New Linga Found at Phnom Bakheng

Last month, a linga was found in the wooded side of the hill at Phnom Bakheng, about 30 meters from the visitor path. A linga is a phallic symbol incarnation of the Hindu god Shiva: Phnom Bakheng, built between ninth and tenth centuries, was originally dedicated to Shiva. Stone sculptures, either lingas or divine statues, would have been installed in each of the 109 shrines of the temple.

Since the beginning of the restoration work in 2008, this is the fifth linga found.
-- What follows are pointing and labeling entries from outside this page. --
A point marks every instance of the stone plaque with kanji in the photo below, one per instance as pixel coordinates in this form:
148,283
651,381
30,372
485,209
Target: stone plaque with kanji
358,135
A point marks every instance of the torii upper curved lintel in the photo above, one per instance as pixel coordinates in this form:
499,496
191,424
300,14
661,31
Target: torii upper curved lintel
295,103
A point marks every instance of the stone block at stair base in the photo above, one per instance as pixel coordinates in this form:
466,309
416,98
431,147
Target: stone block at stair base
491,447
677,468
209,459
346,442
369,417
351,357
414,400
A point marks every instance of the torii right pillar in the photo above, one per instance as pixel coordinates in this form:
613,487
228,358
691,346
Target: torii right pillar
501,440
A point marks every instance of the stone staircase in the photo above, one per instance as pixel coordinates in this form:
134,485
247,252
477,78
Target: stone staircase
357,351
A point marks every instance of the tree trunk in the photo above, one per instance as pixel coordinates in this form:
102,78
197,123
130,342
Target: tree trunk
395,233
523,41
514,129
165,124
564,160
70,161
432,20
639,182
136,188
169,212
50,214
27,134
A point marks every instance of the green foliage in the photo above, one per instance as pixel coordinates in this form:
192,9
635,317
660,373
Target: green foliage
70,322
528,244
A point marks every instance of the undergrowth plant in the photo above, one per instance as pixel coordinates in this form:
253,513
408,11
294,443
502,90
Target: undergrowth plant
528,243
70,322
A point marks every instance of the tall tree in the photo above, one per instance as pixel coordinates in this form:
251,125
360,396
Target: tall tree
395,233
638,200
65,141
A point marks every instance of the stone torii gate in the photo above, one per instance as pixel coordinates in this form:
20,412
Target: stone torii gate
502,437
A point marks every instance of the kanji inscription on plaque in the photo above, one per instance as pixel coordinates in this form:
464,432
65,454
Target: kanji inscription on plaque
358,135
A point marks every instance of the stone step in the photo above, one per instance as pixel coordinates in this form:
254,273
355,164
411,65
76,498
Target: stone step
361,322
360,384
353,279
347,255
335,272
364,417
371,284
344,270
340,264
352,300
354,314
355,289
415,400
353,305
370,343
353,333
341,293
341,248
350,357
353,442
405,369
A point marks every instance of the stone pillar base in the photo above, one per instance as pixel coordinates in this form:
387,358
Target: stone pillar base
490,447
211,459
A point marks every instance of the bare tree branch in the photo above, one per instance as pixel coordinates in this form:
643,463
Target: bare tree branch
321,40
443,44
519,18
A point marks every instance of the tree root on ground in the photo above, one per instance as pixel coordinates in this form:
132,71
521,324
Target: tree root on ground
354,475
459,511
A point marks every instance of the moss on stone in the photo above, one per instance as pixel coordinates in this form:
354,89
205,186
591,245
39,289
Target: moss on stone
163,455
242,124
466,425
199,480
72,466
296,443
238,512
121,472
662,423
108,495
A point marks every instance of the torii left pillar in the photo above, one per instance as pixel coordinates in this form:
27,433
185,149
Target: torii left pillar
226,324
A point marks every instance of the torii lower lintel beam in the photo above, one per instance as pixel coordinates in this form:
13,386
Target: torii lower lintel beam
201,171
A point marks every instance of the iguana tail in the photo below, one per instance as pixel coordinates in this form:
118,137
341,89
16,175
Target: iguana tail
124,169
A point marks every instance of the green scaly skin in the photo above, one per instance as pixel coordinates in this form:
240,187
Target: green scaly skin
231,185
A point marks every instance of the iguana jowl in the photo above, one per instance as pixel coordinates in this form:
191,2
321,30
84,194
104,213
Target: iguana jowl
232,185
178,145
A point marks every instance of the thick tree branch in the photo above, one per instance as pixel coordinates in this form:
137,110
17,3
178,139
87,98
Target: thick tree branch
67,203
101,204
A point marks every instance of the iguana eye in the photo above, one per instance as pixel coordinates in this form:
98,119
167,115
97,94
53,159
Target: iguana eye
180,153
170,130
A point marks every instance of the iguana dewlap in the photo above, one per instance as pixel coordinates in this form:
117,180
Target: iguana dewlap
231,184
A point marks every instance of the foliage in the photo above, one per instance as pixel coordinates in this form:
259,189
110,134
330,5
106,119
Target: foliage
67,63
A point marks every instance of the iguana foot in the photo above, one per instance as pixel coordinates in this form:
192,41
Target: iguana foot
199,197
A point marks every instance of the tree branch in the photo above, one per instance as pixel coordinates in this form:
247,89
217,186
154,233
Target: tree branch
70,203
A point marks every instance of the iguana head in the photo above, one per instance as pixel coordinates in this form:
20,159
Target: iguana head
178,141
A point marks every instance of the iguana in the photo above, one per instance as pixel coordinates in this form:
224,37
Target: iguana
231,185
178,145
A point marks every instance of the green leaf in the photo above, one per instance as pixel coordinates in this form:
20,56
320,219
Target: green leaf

In the Khmer Kingdom, Hinduism and Buddhism eventually coexisted and interchanged, with some temples changing in dedication depending on the belief of the king. Jayarman VII, who ruled from 1181 to 1218, was a fervent Mahayana Buddhist and Phnom Bakheng consequently underwent transformations. It is likely that during his reign the lingas were removed from their location and replaced with sculptures more representative of this cult (as proven by archaeological excavations carried out at site). In the sixteenth century, the temple was completely transformed following the conversion to Theravada Buddhism. It is not clear, however, exactly when the lingas were scattered down the hill.

As for the linga just recovered, which is about 90 centimeters high, with a diameter of 29 centimeters, it is still hard to identify its original location. It could have been installed either in a brick shrine or a stone shrine. Further studies will have to be carried out to ascertain this, starting from a comparison between its diameter and the size of the pedestals still at site.